Singaporean wushu practitioner

Tan Mui Buay (陈美郿 (Chénměiméi)) is a retired competitive wushu taolu athlete and taijiquan practitioner and teacher from Singapore.

== Career ==
In 1986, Tan started taijiquan due to natural curiosity and made her international debut at the 1989 Asian Wushu Championships where she competed in taijiquan. Two years later, Tan competed at the 1991 SEA Games and won the silver medal in taijiquan.

In 1993, Tan competed in the 1993 SEA Games and won the gold medal in taijiquan.

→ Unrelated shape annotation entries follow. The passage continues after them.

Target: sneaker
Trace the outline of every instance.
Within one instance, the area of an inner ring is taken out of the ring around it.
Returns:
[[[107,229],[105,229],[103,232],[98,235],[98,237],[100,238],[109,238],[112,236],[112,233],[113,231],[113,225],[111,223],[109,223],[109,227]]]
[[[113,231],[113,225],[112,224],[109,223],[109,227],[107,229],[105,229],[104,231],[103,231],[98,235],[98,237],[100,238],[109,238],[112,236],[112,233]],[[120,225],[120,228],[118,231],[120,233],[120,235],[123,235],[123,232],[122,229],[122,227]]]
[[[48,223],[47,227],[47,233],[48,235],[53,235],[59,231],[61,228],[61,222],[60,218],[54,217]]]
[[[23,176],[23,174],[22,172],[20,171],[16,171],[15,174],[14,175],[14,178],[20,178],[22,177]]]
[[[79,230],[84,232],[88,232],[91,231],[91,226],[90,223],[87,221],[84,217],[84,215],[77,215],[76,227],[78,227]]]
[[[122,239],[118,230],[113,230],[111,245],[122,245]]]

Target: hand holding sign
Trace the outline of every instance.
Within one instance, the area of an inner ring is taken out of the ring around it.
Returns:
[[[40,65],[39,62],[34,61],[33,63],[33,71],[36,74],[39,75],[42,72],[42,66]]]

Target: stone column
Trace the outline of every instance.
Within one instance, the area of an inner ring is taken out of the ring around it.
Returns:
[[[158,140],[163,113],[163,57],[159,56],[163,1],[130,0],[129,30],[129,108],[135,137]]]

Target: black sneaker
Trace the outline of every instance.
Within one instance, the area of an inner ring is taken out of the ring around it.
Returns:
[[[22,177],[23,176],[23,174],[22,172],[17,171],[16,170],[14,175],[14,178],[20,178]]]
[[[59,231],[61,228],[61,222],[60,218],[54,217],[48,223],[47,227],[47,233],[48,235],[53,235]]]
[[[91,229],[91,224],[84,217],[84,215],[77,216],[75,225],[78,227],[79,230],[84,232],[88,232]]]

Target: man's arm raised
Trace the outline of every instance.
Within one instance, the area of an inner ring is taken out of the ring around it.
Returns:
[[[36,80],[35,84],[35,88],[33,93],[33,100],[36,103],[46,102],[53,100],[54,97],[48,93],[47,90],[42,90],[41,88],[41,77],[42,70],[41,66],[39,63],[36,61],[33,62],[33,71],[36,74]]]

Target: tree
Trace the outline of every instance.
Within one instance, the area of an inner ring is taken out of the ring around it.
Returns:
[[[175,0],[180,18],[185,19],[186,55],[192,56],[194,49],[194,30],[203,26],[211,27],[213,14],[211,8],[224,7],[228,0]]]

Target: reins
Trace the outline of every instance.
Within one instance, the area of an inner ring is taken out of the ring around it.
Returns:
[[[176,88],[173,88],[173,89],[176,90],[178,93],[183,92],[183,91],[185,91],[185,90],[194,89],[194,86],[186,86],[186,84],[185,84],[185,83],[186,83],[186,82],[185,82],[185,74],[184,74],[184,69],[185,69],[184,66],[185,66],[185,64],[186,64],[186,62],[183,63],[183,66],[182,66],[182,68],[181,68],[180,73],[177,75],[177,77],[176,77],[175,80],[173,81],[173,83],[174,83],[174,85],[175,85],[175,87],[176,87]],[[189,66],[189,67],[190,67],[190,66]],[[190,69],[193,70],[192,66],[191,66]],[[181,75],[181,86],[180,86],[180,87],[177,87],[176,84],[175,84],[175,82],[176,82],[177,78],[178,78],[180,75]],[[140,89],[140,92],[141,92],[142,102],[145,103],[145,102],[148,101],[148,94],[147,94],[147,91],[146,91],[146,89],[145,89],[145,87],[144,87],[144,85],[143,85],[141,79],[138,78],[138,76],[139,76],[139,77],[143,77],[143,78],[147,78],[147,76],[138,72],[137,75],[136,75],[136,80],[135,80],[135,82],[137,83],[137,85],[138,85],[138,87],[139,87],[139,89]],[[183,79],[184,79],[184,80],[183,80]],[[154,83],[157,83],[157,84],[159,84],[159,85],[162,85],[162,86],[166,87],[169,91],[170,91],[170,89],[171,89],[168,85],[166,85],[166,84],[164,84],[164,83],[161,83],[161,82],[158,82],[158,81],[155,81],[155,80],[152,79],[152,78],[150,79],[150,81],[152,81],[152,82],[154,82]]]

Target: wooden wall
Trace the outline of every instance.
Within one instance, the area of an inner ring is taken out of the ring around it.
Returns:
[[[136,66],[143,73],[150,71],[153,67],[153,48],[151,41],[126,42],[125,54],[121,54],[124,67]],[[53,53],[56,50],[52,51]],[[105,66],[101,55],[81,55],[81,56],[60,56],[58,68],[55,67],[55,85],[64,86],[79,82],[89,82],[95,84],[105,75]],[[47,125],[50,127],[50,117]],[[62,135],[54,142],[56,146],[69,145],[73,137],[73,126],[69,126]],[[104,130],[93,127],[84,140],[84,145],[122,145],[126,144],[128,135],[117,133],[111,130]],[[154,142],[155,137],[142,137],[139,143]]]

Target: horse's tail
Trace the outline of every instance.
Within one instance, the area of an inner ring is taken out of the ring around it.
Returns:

The following year, Tan appeared at the 1994 Asian Games and won the bronze medal in women's taijiquan, one of the first medals for Singapore in wushu at the Asian Games.

In 1996, Tan won two bronze medals in taijiquan and taijijian at the 1996 Asian Wushu Championships. A year later, she won another bronze medal in taijiquan at the 1997 SEA Games. Her last international competition was at the 1998 Asian Games where she finished 7th in women's taijiquan.

During her competitive career Tan worked as a computer technician at Nanyang Polytechnic, and after her competitive wushu career began to teach taijiquan.